What is interesting is that this company states that there is no lack of parking spots. According to ParkEagle, the real problem is caused by a lack of information on available parking spots.

The above-stated facts do not contain all the current problems of traffic as we know nowadays in urban cities. More consequences of driving around just looking for a parking spot could be redundant greenhouse gas emission from cars, more costs for drivers such as fuel costs and more possible littering from cars.

What are the solutions that smart parking provides in smart cities?

Providing insight into parking spots. The biggest benefit of smart parking in smart cities is that is provides insights for drivers into where parking spots are available. These insights could be made possible for example with the use of cameras or sensors in the roads. Information of available and occupied parking spots could for example be shown to drivers in a mobile app. This makes it easy for drivers to plan their car travel in advance by clicking on an available parking spots before driving. This action would cause the app to show the shortest or quickest route to an available parking spot in the form of navigation instructions. The calculations behind providing the nearest parking spots could be made possible with the use of AI. This solution solves multiple problems: Frustrating process of finding an available parking spots, unnecessary traffic on the roads, higher fuel costs caused by inefficiently looking for a parking spots

Smart Displays. Another form of providing insights into parking spots is made possible by indoor or outdoor smart displays. These displays could show at a glance to drivers if there are parking spots available in the direction that the drivers are headed into. When there are no parking spots available, the display could for example suggest a route to take for the drivers to find a parking spot, which is a form of traffic control. An example of an indoor display could be a display placed inside a parking garage of a mall which displays the amount of available parking spots on a single level at a glance. Beside quickly and efficiently finding a parking spots, this could also improve customer satisfaction for customers that use the parking garage for specific shops.

Automatic number plate recognition. This is a service provided by smart parking, a company providing multiple smart parking solutions, in which cameras are able to register the license plate of a car. Automatic number plate recognition (ANPR) could serve multiple purposes:

  • Identifying off-parked cars. Cars that are parked at curfews or other unallowed locations could be registered.
  • Identifying cars that are parked in a set time parking location. Cars which are parked longer then allowed at a specific location could be registered.
  • Identifying cars that are parked in a wrong location. It occurs that regular drivers occupy parking spots destined for business staff. Such cars could be registered.
  • Identifying cars which have a permit to park in a certain location. Only cars with a license plate registered on a list for example could be allowed into a certain area.
  • Identifying cars of which the driver did not initiate a paying action.

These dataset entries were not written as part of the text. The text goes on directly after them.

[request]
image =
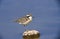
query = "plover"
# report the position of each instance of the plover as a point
(25, 20)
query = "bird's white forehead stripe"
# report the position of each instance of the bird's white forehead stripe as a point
(27, 15)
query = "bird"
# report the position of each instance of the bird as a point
(25, 20)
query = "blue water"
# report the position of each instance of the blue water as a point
(46, 21)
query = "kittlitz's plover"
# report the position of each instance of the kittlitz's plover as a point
(24, 20)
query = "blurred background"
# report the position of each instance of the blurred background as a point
(46, 21)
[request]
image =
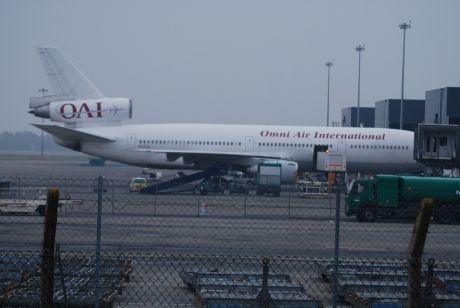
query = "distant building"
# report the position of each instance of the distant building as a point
(350, 115)
(387, 113)
(442, 106)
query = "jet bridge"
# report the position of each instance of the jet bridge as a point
(438, 146)
(163, 187)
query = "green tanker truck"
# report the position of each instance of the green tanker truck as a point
(392, 196)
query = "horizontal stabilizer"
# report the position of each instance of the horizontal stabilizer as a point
(71, 134)
(65, 78)
(179, 153)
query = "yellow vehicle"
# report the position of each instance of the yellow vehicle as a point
(137, 184)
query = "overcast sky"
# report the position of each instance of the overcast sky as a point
(235, 61)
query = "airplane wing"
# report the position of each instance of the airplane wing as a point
(65, 78)
(174, 154)
(71, 134)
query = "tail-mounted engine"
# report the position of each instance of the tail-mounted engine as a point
(82, 111)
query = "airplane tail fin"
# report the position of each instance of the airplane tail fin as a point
(65, 78)
(76, 101)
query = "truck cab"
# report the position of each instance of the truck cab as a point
(361, 199)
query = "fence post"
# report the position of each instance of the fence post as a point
(428, 294)
(156, 196)
(98, 239)
(113, 195)
(336, 244)
(289, 205)
(416, 245)
(49, 237)
(245, 203)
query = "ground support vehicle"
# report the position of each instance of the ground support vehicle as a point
(268, 179)
(137, 184)
(238, 188)
(393, 196)
(30, 201)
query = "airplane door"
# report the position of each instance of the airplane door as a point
(341, 146)
(131, 142)
(445, 149)
(249, 144)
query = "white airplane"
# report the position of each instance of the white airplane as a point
(93, 125)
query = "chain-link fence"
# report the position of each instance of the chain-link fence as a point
(217, 250)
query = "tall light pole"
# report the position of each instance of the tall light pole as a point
(359, 49)
(328, 64)
(42, 148)
(404, 27)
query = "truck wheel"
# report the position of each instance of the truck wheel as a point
(443, 215)
(368, 214)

In all of the above situations, ANPR is able to register a car’s number plate whereafter the driver could be fined or warned by mail.

Global warming. A final but not unimportant thing to mention is that cars emit greenhouse gasses. These same gasses are the cause of a well-known problem, namely the global warming problem. The climate agreement of the Netherlands which aims to create a more sustainable and healthier environment, states that it has the goal to reduce greenhouse gas emission by 50% in 2030 compared to 1990. This percentage should be 95% already in 2050. Smart Parking luckily leads to less traffic. This could in turn help reach the goal of the climate agreement, thereby also reducing the pressure on the industry for reducing greenhouse gas emission.

Public safety & Security

CCTV cameras are used world-wide to monitor different kinds of areas. From parking spots to malls, or from parks to busy streets; CCTV cameras are used basically everywhere. Although they provide the basic functionality of being able to monitor a specific area, they are pretty primitive devices. The footage needs to be monitored by humans and the cameras are only able to capture video.

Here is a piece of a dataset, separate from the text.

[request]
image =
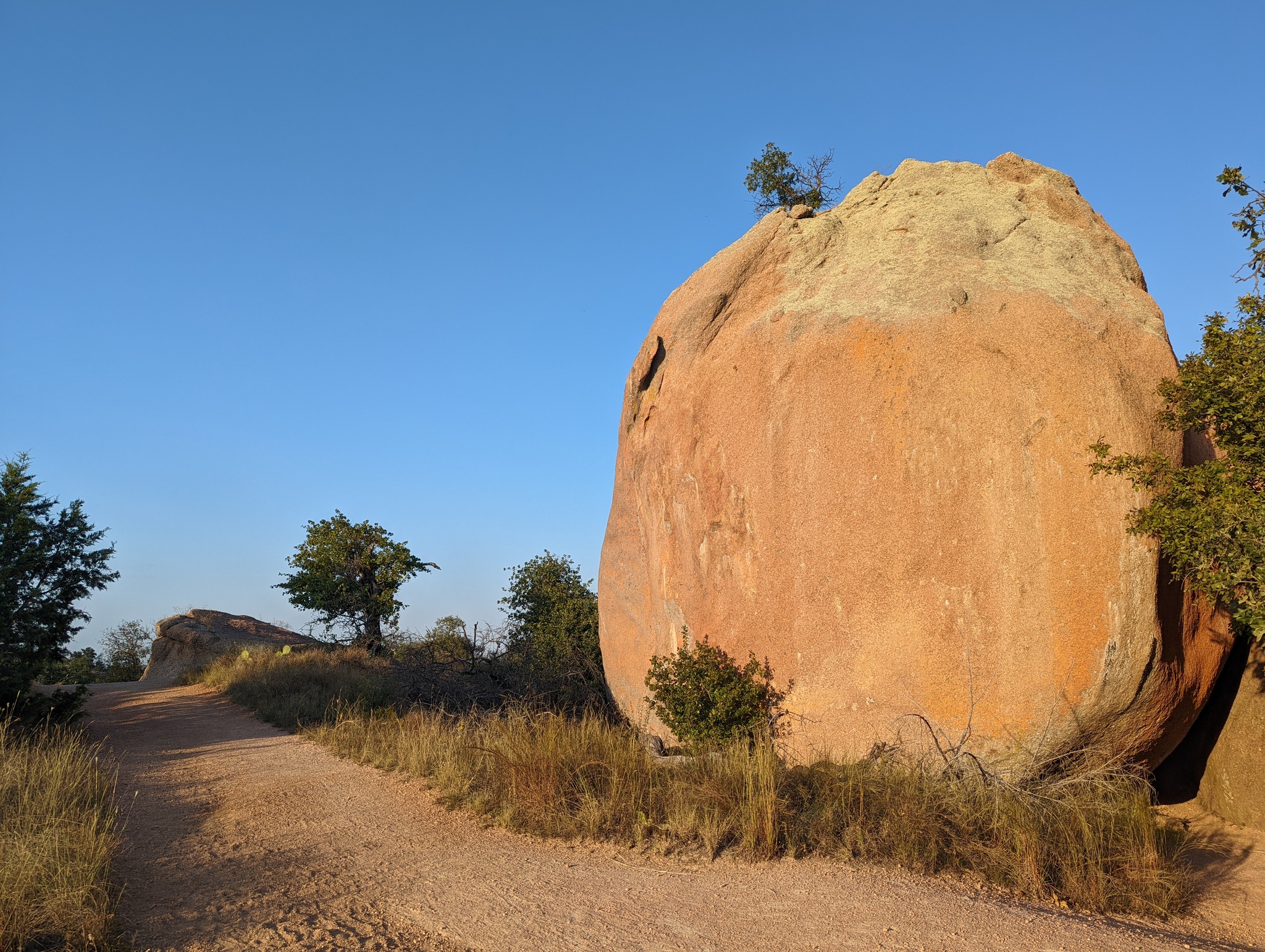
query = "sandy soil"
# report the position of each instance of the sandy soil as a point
(241, 836)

In a smart city, CCTV cameras could exist at the exact location as we know nowadays. They would just be coupled with some sensors and Artificial Intelligence software. The main difference with our current CCTV cameras is that they could have more functionality than only being able to record video.

What are the possibilities with Smart CCTV cameras?

Face recognition. Coupled with Artificial Intelligence, CCTV cameras could be able to detect and register individual faces. Using face recognition, wanted criminal could suddenly be registered with any camera around the world. Since there will be 1 billion CCTV camera’s in the world by the end of this year, this a very nice function to have. Another application of face recognition would be to detect drivers that use their phone while driving. Detecting these drivers leads to them being fined.

Computer vision. Computer vision is a field within Artificial Intelligence which focuses on how computers can gain useful insights from photos and videos. The possibilities of computer vision are a manifold. Computer vision could for example detect hazards should as fires. By detecting a smoke, a CCTV camera could predict/conclude that there is a fire somewhere. Combining certain video images and a sound could for example be a signal for danger. An example could be a camera detecting glass and the sound of screaming people. With AI software, the conclusion could be made that there is a certain danger in an area.

Automation. Using Computer Vision and more forms of Artificial Intelligence, CCTV camera’s could cause that staff are no longer needed to monitor footage. Instead, they could detect a variety of dangers, such as fires or criminals, and then send a signal to the appropriate civil servant to look into a certain situation. This dramatically shortens the amount of time between an event happening that is registered by a CCTV camera and people intervening because of the registered situation. In a unpleasant situation nowadays, a person would need to personally monitor the footage itself, often even after an amount of time.

Combating terrorist attacks

A significant weakness of overcrowded cities is that they are vulnerable to terrorist attacks. Methods have been developed for detecting and classifying extremist related social-media content. According to a study tweets can be classified into two categories: extremist and nonextremist classes by using Artificial Intelligence technologies. The performance evaluation resulted in Deep Learning achieving 92.66% accuracy in identifying extremist tweets. However, there are only few studies about preventing terrorist attacks and a number of challenges arise regarding the use of AI in countering terrorism including human rights and practical implications.   

Smart City Challenges

Security and hackers. More technology doesn’t necessarily mean more cybersecurity. One of the biggest concerns when talking about technologies that rapidly grow is none other than security. Smart security projects need to be safe and due to the increased vulnerabilities cities need new cyber security guidelines. Atlanta for example was held hostage to a massive ransomware cyber-attack back in 2018 which shattered many devices at City Hall for about five days. Thankfully, despite the breach, 911 system and its emergency response were unaffected but it significantly impacted law enforcement by even forcing police officers to complete paper forms by hand. However, one thing we can learn from Atlanta is that security must be one of the top priorities when designing a smart city.

Transparency. Smart cities are designed for their citizens which means that they play the primary role and they need to be engaged in the project as much as possible. Even though not all of their suggestions might be implemented, citizens need to be a part of the definition of the project. Trust between government and citizens can only be achieved through an ultimate transparency. Education in Artificial Intelligence is a requirement however in order for people to be able to understand all the different ways these sensors collect data and how these data are then processed.

Privacy. Last but not least, maybe the hardest thing to achieve when planning a smart city is probably protecting the privacy of their citizens and at the same time encouring data sharing. An ExpressVPN survey conducted in 2020 found that 92% of Americans would delete an app they regularly use if it were caught selling their data and about two-thirds would pay to delete their digital footprint from the internet forever. People no longer trust Big Tech after they have been constantly caught abusing their data and the real question now is who can we trust with our data.

Concluding, AI would be a great addition in planning our future smart cities but along with multiple benefits, there are still some major drawbacks that need to be adressed. We hope that the public and the governments will manage to align with each other and focus on using smart technologies for improving our urbal life.